Hartmann's work has been seen as preparing the way for Freud's later theory of the unconscious. Freud consulted Philosophy of the Unconscious while writing The Interpretation of Dreams (1899), in which he called Hartmann the firmest opponent of the theory that dreams are wish fulfillments. The philosopher Hans Vaihinger was influenced by Philosophy of the Unconscious, relating in his The Philosophy of 'As if' (1911) how it led him to Schopenhauer. The psychiatrist Henri Ellenberger writes in The Discovery of the Unconscious (1970) that the main interest of Hartmann's work is not its philosophical theories, but its wealth of supporting material.

The psychologist Hans Eysenck writes in Decline and Fall of the Freudian Empire (1985) that Hartmann's version of the unconscious is very similar to Freud's.

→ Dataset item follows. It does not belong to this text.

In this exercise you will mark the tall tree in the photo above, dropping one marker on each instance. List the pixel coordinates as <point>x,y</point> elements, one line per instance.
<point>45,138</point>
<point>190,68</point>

The philosopher Roger Scruton described Philosophy of the Unconscious as the "first major treatise" about the unconscious in Sexual Desire (1986). He credited Hartmann with offering a "canny and vigorous" description of sexual desire, but nevertheless considered him unsuccessful in explaining its intentionality. John Kerr writes that Hartmann's ideas about "destruction and transformation" parallel those of psychoanalyst Sabina Spielrein. The Italian poet Giovanni Pascoli was influenced by Philosophy of the Unconscious in his poetics program, "Il fanciullino" ("The child", 1897).

==English translation==
The first English translation by W. C. Coupland was published in 1884, with the title Philosophy of the Unconscious, a literal translation of the German title. It is currently available as a reprint with the same title.